Tsukauchi: I CANT FUCKING DO IT ANYMORE
Nezu: WELL I'LL TELL YOU WHAT, YOU CAN EITHER GIVE UP NOW, OR YOU CAN FIGURE IT OUT. BECAUSE WE CERTAINLY CAN'T DO IT WITHOUT YOU, AND WE KNOW YOU CAN'T DO IT WITHOUT US.
Tsukauchi:
Tsukauchi: I appreciate it,
Tsukauchi: BUT LOOK WHAT WE'RE DEALING WITH-
Shouta: Tsukauchi-
Tsukauchi: YOU GOTTA DRAW THE LINE SOMEWHERE!
Hizashi: Tsukauchi we gotta-
Tsukauchi: YOU GOTTA DRAW A FUCKING LINE IN THE SAND. YOU GOTTA MAKE A STATEMENT.
Tsukauchi: YOU GOTTA LOOK INSIDE YOURSELF AND SAY 'What am I willing to put up with today?'
Tsukauchi, motioning to Vigilante Izuku: NOT FUCKING THIS
Tsukauchi: Dumbest scar stories, go!
Nezu: I burned my tongue once drinking tea.
Sansa: I dropped a hair dryer on my leg once and burned it.
Shouta: I have a piece of graphite in my leg for accidentally stabbing myself with a pencil in the first grade.
Hizashi: I was taking a cup of noodles out of the microwave and spilled it on my hand and I got a really bad burn.
Vigilante Izuku:
Vigilante Izuku: I have emotional scars.
Shouta: How did none of you hear what I just said? Shoto: I’ve been zoned out for the past two and a half hours. Izuku: I got distracted about halfway through. Katsuki: Ignoring you was a conscious decision.

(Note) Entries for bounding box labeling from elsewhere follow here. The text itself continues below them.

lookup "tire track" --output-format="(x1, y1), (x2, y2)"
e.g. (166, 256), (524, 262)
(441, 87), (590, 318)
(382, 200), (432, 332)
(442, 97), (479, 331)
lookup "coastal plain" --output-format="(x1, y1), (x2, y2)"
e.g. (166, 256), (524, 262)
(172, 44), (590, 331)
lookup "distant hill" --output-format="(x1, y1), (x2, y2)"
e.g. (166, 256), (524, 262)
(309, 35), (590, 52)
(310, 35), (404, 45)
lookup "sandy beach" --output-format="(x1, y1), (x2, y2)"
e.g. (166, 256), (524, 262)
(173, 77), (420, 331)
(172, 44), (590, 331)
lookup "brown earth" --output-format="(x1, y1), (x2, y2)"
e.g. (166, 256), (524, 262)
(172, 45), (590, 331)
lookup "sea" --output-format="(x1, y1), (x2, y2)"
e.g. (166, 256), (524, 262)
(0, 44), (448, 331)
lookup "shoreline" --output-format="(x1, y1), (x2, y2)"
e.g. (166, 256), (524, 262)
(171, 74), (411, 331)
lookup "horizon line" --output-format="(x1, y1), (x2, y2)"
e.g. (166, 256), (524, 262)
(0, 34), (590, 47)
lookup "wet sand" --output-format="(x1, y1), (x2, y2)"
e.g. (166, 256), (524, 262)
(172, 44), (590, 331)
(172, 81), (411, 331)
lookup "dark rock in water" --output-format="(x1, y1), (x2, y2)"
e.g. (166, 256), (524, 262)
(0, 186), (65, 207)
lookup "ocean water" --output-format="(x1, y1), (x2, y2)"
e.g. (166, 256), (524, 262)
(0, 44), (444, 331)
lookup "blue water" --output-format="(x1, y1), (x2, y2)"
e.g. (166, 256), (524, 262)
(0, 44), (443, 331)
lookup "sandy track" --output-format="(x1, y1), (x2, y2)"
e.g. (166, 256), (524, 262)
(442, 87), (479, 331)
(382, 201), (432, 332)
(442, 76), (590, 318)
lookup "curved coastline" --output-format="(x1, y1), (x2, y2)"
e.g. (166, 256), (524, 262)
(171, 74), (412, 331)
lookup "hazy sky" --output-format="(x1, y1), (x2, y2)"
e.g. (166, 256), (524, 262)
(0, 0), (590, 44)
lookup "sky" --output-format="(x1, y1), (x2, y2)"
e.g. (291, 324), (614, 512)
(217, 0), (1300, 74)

Tsukauchi: Dammit, Shouta! Shouta: What?! It wasn’t me! Tsukauchi: Sorry, force of habit. Dammit, Zashi! Zashi: Not me either. Tsukauchi: Oh...Then who set the house on fire? Vigilante Izuku: *whistles*
*the boys doing something stupid* Shoto: I think we're missing something. Katsuki: Teamwork? Cohesion? Izuku: A general sense of what we’re doing?

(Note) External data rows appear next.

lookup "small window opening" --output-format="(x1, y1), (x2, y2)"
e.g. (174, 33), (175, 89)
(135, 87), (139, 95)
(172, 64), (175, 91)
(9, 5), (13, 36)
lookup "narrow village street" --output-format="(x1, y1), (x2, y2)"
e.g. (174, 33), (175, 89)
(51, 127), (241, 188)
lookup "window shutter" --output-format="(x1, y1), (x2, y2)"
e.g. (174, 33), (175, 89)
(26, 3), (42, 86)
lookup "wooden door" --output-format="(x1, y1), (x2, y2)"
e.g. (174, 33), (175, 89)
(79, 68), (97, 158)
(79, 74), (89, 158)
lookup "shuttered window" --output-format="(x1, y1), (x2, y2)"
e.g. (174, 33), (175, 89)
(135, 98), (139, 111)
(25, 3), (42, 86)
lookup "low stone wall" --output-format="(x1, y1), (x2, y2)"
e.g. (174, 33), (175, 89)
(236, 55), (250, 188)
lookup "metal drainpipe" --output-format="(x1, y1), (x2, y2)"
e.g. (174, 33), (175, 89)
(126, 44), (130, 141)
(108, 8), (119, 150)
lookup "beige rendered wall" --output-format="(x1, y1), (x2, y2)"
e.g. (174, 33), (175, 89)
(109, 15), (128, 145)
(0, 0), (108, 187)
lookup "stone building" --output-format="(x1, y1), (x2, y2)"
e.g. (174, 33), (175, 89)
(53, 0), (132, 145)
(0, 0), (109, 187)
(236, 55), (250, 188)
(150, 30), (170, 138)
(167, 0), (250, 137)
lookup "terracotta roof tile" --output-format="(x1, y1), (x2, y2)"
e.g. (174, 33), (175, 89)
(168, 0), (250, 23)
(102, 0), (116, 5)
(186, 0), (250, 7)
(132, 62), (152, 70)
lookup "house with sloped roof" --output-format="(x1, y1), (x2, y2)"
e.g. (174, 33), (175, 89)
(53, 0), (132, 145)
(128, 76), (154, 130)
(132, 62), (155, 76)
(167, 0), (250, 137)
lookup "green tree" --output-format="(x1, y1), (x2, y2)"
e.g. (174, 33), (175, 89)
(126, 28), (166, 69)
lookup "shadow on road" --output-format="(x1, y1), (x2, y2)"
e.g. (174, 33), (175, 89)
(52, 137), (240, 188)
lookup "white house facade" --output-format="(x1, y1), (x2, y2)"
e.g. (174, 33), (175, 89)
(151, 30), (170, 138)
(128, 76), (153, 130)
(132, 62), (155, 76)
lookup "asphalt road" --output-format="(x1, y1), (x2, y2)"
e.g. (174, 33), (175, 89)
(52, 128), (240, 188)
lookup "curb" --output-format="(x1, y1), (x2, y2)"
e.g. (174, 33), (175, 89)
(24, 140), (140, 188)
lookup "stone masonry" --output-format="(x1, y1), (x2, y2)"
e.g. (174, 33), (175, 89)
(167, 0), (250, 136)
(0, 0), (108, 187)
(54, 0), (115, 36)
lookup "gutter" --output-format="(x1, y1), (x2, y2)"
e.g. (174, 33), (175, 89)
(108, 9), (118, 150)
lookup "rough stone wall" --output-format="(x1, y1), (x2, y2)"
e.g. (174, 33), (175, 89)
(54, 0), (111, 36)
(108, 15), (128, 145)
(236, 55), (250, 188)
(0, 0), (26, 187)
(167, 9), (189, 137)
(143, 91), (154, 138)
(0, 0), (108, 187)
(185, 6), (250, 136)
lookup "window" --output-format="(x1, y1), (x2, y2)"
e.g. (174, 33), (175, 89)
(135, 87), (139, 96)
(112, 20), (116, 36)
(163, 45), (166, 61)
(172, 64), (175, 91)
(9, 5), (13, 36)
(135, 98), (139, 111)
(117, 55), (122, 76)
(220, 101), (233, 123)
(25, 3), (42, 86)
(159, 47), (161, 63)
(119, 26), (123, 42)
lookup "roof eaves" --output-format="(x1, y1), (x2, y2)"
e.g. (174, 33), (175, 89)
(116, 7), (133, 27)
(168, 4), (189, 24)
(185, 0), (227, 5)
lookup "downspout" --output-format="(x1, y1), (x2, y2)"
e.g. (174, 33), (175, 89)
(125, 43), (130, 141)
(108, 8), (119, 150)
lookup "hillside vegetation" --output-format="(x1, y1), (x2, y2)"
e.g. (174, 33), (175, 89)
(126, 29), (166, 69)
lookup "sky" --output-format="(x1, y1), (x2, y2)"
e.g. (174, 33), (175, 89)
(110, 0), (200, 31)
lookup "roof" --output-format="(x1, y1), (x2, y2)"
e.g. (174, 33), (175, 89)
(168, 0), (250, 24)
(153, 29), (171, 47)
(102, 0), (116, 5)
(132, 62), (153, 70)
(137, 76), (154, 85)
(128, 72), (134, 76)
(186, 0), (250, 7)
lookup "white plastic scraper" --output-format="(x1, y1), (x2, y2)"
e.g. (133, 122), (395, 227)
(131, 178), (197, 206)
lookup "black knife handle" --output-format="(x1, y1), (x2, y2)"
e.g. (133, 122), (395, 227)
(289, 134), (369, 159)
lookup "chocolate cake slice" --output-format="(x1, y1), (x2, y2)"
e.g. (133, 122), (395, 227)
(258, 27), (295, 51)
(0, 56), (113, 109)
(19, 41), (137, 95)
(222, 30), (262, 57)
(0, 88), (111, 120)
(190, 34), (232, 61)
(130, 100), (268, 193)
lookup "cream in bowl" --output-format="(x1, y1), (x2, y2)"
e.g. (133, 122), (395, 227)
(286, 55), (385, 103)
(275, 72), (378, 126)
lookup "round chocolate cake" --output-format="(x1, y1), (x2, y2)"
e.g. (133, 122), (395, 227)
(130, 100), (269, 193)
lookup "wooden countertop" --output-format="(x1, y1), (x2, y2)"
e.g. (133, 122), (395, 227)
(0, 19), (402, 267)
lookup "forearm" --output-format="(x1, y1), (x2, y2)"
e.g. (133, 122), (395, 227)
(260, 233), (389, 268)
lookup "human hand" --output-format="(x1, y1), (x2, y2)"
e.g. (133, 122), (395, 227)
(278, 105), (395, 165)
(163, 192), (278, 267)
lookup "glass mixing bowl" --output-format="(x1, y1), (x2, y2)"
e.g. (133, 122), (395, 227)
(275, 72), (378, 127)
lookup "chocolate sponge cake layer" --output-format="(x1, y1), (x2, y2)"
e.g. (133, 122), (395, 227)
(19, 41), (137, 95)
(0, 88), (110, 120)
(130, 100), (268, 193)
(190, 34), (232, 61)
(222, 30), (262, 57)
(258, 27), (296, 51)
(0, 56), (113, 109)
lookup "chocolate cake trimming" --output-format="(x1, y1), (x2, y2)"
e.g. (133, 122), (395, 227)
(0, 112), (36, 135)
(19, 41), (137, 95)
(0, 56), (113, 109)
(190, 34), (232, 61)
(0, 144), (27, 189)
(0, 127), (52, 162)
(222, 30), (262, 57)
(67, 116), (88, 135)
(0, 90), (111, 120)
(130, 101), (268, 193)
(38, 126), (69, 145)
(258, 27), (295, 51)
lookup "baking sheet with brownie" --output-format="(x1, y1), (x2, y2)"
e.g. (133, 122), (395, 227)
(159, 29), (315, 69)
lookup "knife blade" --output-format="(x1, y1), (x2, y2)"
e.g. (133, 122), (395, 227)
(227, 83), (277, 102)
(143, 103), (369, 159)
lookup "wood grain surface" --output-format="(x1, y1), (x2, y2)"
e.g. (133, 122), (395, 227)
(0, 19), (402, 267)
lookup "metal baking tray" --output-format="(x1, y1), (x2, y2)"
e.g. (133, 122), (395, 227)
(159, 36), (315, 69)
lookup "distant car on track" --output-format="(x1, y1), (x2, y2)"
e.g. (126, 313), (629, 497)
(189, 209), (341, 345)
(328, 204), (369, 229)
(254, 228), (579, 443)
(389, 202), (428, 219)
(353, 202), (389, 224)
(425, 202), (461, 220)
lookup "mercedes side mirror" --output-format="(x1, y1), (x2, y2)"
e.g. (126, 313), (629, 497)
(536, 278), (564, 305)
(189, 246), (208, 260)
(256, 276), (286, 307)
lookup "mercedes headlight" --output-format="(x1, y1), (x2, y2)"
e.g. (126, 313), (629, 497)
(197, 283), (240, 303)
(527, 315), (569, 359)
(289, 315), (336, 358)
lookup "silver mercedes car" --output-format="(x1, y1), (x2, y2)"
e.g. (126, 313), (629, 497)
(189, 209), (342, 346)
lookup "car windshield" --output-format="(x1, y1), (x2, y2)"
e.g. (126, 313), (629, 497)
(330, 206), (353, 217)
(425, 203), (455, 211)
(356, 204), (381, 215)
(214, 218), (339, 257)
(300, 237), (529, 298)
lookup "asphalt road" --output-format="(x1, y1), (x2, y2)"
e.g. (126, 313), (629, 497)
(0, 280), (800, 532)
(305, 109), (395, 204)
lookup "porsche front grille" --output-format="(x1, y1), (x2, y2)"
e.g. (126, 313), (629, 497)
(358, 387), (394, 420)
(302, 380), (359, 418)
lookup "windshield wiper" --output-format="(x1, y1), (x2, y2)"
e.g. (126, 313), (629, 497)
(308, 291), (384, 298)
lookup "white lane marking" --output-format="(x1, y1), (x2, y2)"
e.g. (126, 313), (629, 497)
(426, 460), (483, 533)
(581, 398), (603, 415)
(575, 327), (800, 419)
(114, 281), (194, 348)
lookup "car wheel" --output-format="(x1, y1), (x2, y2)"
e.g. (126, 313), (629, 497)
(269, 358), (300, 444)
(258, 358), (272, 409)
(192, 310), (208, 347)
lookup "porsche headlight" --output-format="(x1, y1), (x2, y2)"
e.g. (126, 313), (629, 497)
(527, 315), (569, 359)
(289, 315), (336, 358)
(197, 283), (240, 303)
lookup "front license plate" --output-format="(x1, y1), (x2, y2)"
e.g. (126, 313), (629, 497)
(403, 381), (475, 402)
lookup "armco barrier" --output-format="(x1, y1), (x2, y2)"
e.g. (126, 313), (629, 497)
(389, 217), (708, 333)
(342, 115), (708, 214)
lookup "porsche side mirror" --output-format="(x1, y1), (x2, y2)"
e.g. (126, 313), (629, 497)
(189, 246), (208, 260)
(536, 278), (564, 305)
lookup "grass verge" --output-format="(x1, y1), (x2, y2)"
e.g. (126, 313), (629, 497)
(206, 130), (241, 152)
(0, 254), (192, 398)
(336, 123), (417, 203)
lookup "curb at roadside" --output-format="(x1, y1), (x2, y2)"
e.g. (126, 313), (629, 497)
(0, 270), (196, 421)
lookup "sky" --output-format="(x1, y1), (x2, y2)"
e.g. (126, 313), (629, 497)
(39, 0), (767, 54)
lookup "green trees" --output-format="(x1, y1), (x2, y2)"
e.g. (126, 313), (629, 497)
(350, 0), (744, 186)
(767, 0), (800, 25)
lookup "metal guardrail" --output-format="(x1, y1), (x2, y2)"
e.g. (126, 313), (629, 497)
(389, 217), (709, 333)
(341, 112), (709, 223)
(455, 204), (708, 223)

Shouta: Can you keep a secret? Vigilnate Izuku: Do you know anything about my life? Shouta: No I do not. Good point.
Katsuki: *Walking in to a room* Sorry I’m late... I was... doing things. *Sounds of running footsteps progressively getting louder* Izuku: *Out of breath* THEY PUSHED ME DOWN THE FUCKIN’ STAIRS.
Tsukauchi: Croissants: dropped Vigilante Izuku: Road: works ahead Nezu: BBQ sauce: on my titties Shouta: Shavacado: fre Hizashi: Miss Keisha: fuckin dead Sansa: Sansa, grumpy: I didn’t understand a single word of that and I hate every single one of you.